Payments Are Reshaping Kenya’s Platform Economy
In recent weeks, an important shift has emerged in Kenya’s digital economy. Uber cancelled Visa payments in the country, signalling growing pressure on payment economics for global digital platforms operating locally.
Notably, the decision followed an internal cost review. It also shows how payment rails now sit at the centre of margins, pricing, and scalability.
For platforms processing millions of low-value transactions, small fee differences quickly add up. In Kenya, international card payments attract higher processing and settlement costs than local options.
By contrast, mobile money settles faster and locally. At scale, this cost gap becomes significant and difficult to ignore.
Platforms Reassess Cost Versus Flexibility
As a result, Uber’s move has reopened debate across the sector. Ride-hailing, food delivery, e-commerce, and subscription platforms now face similar choices. On one hand, they can support multiple payment methods and absorb higher costs. On the other, they can streamline options to protect margins and unit economics.

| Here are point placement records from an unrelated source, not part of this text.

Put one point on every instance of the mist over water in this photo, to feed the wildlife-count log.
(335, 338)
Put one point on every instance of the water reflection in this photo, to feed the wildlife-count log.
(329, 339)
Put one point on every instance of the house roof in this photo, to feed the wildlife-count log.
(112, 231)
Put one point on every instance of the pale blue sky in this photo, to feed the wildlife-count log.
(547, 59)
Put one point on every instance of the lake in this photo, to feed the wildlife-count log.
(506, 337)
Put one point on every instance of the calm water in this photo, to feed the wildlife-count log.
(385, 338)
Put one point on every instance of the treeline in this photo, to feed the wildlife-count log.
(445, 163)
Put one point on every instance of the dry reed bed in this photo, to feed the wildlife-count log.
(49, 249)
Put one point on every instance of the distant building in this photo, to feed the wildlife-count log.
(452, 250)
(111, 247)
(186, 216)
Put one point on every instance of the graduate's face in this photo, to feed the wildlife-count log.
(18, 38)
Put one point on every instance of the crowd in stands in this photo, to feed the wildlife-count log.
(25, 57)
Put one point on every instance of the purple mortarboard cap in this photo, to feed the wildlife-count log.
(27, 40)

Meanwhile, competitors are making different calls. A Glovo spokesperson noted that the platform continues to accept all payment methods, including Visa, Mastercard, Google Pay, Apple Pay, M-Pesa, and cash. According to the company, this approach prioritises convenience and customer choice.

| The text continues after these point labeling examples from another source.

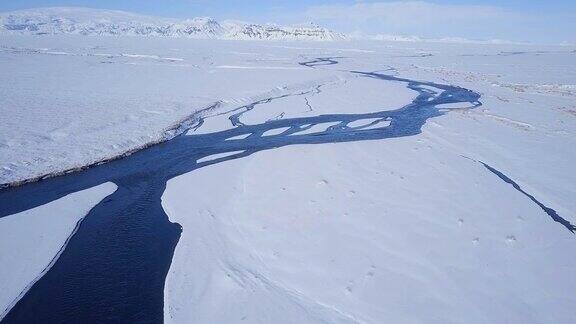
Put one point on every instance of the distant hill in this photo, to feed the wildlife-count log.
(84, 21)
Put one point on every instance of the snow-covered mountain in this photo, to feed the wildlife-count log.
(84, 21)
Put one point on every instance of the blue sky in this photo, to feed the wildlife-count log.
(551, 21)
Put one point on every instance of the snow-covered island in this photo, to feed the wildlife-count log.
(196, 171)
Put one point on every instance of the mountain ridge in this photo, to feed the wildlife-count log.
(87, 21)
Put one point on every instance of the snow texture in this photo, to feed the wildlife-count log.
(32, 240)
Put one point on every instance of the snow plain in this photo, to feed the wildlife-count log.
(32, 240)
(410, 230)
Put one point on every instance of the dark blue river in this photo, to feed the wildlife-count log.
(114, 267)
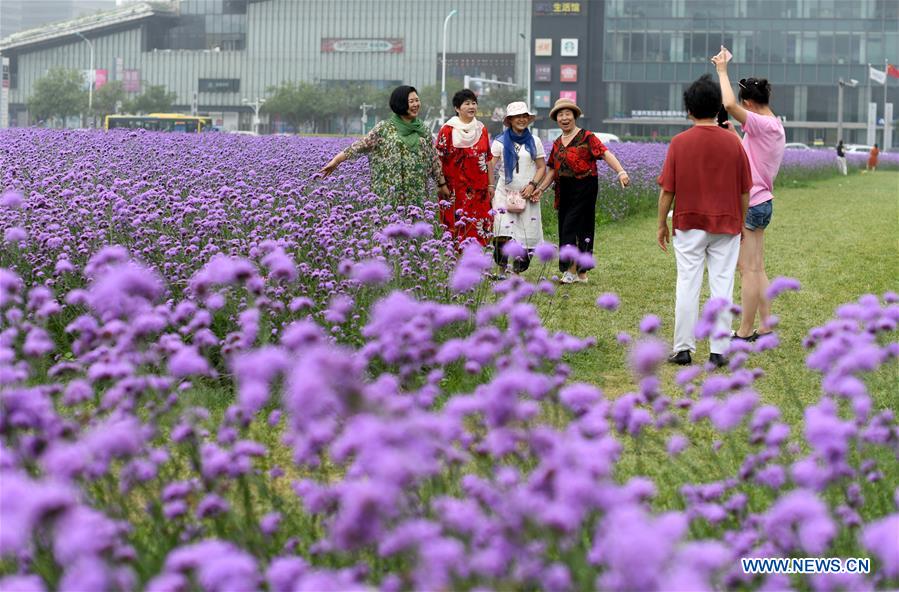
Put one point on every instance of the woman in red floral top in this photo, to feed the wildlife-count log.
(463, 146)
(573, 163)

Furthermore, Glovo emphasised that card payments remain material to its business in Kenya.
Card transactions account for a significant share of platform activity, driven largely by corporate users, higher-value orders, and cross-border customers. Consequently, maintaining card acceptance supports revenue diversity and access to premium segments.
Mobile Money Gains Leverage
This contrast highlights how platforms are making different strategic bets in the same market. Some prioritise cost efficiency and local volume. Others compete on flexibility, customer breadth, and long-term value, even when processing costs are higher.

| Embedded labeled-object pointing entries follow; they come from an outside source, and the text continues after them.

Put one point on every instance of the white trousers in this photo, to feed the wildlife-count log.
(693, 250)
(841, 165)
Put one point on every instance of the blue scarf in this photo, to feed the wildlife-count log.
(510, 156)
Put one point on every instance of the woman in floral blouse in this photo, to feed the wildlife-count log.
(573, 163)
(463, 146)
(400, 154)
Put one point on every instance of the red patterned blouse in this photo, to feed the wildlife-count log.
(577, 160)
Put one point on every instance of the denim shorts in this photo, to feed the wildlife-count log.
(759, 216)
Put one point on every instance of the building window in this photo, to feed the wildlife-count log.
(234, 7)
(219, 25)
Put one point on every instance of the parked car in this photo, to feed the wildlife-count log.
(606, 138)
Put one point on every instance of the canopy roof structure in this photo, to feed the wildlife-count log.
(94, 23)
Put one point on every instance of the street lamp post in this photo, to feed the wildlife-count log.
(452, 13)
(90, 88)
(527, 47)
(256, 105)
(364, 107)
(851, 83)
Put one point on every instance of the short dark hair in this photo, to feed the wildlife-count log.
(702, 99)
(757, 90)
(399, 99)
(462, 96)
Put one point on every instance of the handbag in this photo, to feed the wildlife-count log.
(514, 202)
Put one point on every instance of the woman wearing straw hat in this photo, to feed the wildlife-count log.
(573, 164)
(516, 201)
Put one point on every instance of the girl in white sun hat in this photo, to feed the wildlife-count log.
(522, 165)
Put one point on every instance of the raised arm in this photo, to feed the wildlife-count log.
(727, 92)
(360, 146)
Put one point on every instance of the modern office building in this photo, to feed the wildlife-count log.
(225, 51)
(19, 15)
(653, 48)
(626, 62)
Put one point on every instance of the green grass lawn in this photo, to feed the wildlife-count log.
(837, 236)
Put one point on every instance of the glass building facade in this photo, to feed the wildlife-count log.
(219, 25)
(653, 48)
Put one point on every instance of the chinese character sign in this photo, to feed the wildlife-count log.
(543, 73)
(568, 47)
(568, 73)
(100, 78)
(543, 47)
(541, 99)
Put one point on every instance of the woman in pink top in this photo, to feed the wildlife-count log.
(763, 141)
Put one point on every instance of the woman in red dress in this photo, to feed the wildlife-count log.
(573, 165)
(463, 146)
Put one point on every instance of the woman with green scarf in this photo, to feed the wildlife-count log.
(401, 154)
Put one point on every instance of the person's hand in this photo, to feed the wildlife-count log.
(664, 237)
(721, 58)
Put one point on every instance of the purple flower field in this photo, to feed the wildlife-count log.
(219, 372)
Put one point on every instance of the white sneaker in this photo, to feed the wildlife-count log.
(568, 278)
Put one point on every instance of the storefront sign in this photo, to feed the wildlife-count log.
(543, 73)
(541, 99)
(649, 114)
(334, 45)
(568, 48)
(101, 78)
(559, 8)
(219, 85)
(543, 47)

The broader payments landscape in Kenya explains these dynamics. Mobile money dominates daily transactions. It offers instant settlement, predictable fees, and deep consumer trust.
For platforms, this reduces foreign exchange exposure and chargeback risk. In addition, telcos provide scale and distribution, with M-Pesa connecting millions of users and merchants across sectors.
However, card networks still play a critical role. Mastercard and Visa remain essential for corporate travel, international visitors, subscriptions, and higher-value digital spending.
At the same time, virtual cards linked to mobile wallets continue to narrow the gap between local and global payment rails. Digital wallets such as Apple Pay and Google Pay are also gaining traction among urban users.

Payments Are Reshaping Kenya’s Platform Economy
Payment Strategy Becomes Competitive Strategy
What is changing, therefore, is leverage. As mobile money volumes grow, platforms gain stronger negotiating power. In response, card networks face pressure to localise pricing and settlement structures.
Meanwhile, telcos strengthen their influence in digital commerce. Increasingly, payment choice reflects competitive strategy rather than technical capability.
Looking ahead, Uber’s decision is unlikely to remain isolated. Other platforms are reviewing their payment mixes as margins tighten and investor scrutiny intensifies.
At the same time, Glovo’s approach presents an alternative path, where absorbing higher costs supports growth, retention, and higher-value demand.
Notably, Glovo has adopted a partnership-led payment strategy. The platform works with card networks, mobile money providers, and digital wallets to serve diverse user preferences.
It also uses targeted incentives to drive adoption across payment tiers. For instance, the app is currently running a 20 per cent discount for customers paying with Mastercard.
Ultimately, by integrating multiple payment platforms and aligning them with pricing incentives, platforms aim to reduce friction at checkout while meeting customers where they are.
In Kenya’s platform economy, payments no longer sit in the background. Instead, they now shape margins, partnerships, and customer loyalty. For global platforms, how users pay has become just as strategic as what they buy.